Я улыбнулась, конечно же… Когда жил этот Николай Николаевич Ге? Девятнадцатый век? Я не удивлюсь, если Карлайл бывал в России в то время…

— Вы бывали в России? — спросила я на всякий случай, но доктор почему-то рассмеялся.

— Удивительно, но в отличие от Денали и Эдварда, ни разу. Только на Аляске… Однако тогда она уже принадлежала Америке, — предвосхищая мой вопрос, мужчина пояснил:

— Оригинал картины я увидел в тысяча восемьсот девяносто первом году. Её и многие другие полотна выставки привезли в Европу, где я был проездом… Мало кто назовёт эту картину прекрасной, но мне нравятся картины с религиозными сюжетами. Каждый художник по-своему видит бога и воспринимает религиозные тексты…

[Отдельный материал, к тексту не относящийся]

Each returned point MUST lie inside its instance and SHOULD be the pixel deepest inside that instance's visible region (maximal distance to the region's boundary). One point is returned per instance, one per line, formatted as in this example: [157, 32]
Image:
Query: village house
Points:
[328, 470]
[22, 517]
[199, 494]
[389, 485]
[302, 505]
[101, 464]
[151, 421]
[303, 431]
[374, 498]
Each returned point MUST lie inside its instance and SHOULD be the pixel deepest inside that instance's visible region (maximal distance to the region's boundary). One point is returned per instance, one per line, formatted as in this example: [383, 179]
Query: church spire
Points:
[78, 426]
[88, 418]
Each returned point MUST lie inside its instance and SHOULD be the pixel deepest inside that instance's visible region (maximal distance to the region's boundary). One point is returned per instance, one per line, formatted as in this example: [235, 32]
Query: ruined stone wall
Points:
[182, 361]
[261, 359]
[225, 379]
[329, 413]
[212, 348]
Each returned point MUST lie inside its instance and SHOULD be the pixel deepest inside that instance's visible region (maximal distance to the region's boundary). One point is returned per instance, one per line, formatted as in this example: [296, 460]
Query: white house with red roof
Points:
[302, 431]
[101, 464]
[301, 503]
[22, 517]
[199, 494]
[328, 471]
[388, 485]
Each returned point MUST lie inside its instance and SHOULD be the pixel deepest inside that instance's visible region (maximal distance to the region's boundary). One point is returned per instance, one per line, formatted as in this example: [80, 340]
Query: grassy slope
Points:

— Что есть истина? — я наконец точно вспомнила название и этот знаменитый евангельский сюжет, где Понтий Пилат спрашивает Христа, не видя, что ответ перед ним.

— Вы тогда тоже искали истину? — робко посмотрела на доктора, пытаясь узнать причину выбора именно этой картины.

Интуиция подсказывала, что в ней есть что-то невероятно важное для этого мужчины, основавшего целую новую философию среди себе подобных.

— В этой картине спустя годы я нашёл ответ на многие свои вопросы, — Карлайл взглянул на меня с отеческой нежностью.

Я не обидела его своим любопытством.

— Вампирское зрение совершенно, Белла. Я смог воссоздать оригинал даже лучше, чем видят его люди. Присмотрись…

Так он сам нарисовал картину?!

Я вновь внимательно вгляделась в полотно и скоро заметила странные проступающие линии. Будто призраки или лишние тени… Меня осенило:

— Ге написал эту картину поверх старой!

Карлайл кивнул.

— Бедные художники часто поступали подобным образом. Я заметил это сразу, но не знал сюжет первой. Мне стало интересно, и позже я даже попросил сделать мне копию каталога фотографий всех картин художника, — Карлайл кивком головы указал на один из выдвижных ящиков книжного шкафа.